No recurso ao TST, o banco insistiu na regularidade do procedimento. Citou precedentes em sentido contrário ao entendimento do TRT e afirmou que não há no ordenamento jurídico dispositivo que inviabilize a atuação concomitante do advogado também como preposto no processo. Assim, a decisão regional teria contrariado o artigo 5º, inciso II, da Constituição da República, segundo o qual “ninguém será obrigado a fazer ou deixar de fazer alguma coisa senão em virtude de lei”.
Ausência de vedação legal
O relator do recurso de revista, ministro Guilherme Caputo Bastos, relacionou diversos precedentes do TST favoráveis à tese do banco. “Este Tribunal tem se orientado no sentido de que, exceto quanto à reclamação trabalhista de empregado doméstico, o preposto deve ser necessariamente empregado da empresa reclamada, não existindo norma legal da qual se possa inferir a incompatibilidade entre as funções de advogado e preposto, ainda que no mesmo processo, desde que o advogado seja empregado”, afirmou.
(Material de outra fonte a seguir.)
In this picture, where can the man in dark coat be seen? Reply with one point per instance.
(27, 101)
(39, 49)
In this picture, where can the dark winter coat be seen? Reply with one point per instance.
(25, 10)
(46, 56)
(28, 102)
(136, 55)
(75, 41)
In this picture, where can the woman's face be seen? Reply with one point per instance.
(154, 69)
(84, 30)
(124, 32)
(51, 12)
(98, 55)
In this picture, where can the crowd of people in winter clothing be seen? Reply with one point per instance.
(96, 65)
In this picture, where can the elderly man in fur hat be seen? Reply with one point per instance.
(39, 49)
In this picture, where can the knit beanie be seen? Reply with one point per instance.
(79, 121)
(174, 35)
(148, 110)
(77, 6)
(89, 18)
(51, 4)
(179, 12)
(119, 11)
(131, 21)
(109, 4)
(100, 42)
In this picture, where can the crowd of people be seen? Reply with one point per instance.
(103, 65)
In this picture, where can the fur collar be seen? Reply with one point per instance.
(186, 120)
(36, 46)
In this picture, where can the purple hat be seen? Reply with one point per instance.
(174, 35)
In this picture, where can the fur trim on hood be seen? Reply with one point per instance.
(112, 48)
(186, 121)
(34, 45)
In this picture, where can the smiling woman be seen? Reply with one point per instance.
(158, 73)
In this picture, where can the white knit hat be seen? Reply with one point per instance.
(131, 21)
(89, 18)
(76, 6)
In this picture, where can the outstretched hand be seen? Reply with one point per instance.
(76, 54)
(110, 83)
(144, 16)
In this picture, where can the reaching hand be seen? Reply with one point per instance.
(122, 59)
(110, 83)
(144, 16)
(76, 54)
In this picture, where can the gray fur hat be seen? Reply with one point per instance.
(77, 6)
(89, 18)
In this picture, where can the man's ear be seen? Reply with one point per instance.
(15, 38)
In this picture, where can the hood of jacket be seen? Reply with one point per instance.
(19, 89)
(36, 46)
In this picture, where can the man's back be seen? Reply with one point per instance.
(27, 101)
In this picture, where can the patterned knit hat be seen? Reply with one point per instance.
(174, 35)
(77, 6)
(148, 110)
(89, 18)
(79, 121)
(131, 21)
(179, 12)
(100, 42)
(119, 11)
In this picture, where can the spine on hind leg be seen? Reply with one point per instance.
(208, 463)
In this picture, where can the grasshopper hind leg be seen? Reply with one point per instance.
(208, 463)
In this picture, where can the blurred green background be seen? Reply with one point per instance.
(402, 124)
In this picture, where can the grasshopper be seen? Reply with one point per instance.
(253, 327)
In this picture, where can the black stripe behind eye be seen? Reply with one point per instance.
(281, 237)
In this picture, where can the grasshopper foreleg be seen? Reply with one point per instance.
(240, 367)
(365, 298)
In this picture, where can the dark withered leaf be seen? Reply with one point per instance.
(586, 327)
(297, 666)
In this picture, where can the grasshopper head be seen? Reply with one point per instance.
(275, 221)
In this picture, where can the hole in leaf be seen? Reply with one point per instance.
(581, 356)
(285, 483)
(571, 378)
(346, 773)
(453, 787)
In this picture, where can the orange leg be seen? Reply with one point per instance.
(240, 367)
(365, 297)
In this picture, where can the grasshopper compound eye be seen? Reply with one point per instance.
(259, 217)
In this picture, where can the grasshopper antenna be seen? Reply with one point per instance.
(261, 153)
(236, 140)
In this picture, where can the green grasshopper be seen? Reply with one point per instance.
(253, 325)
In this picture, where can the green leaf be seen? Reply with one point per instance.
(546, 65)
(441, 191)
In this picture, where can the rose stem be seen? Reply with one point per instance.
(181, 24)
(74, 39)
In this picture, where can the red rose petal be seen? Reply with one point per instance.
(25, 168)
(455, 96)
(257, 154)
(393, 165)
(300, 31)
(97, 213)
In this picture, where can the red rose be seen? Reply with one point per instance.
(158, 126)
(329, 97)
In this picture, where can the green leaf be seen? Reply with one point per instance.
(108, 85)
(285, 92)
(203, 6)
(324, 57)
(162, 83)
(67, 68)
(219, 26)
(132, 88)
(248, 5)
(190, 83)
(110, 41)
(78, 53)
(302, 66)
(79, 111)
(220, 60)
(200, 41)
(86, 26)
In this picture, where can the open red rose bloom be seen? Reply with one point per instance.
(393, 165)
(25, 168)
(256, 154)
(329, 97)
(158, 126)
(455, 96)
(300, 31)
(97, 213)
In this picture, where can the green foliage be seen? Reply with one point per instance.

Por unanimidade, a Turma deu provimento ao recurso e afastou a premissa de que é inviável a atuação simultânea, determinando o retorno do processo ao TRT-PR para análise dos recursos ordinários interpostos pelas partes.
(Carmem Feijó / RA)
Fonte:
BRASIL. STJ | Últimas Notícias. RR – 1555-19.2010.5.09.0651, Segunda Turma, Rel. Min. Guilherme Augusto Caputo Bastos, julgado em 05 de set. de 2012. Disponível em: http://www.tst.gov.br/web/guest/noticias/-/asset_publisher/89Dk/content/ministros-admitem-que-advogado-atue-como-preposto-do-empregador?redirect=http%3A%2F%2Fwww.tst.gov.br%2Fweb%2Fguest%2Fnoticias%3Fp_p_id%3D101_INSTANCE_89Dk%26p_p_lifecycle%3D0%26p_p_state%3Dnormal%26p_p_mode%3Dview%26p_p_col_id%3Dcolumn-3%26p_p_col_pos%3D2%26p_p_col_count%3D5. Acesso em 14 de set. 2012.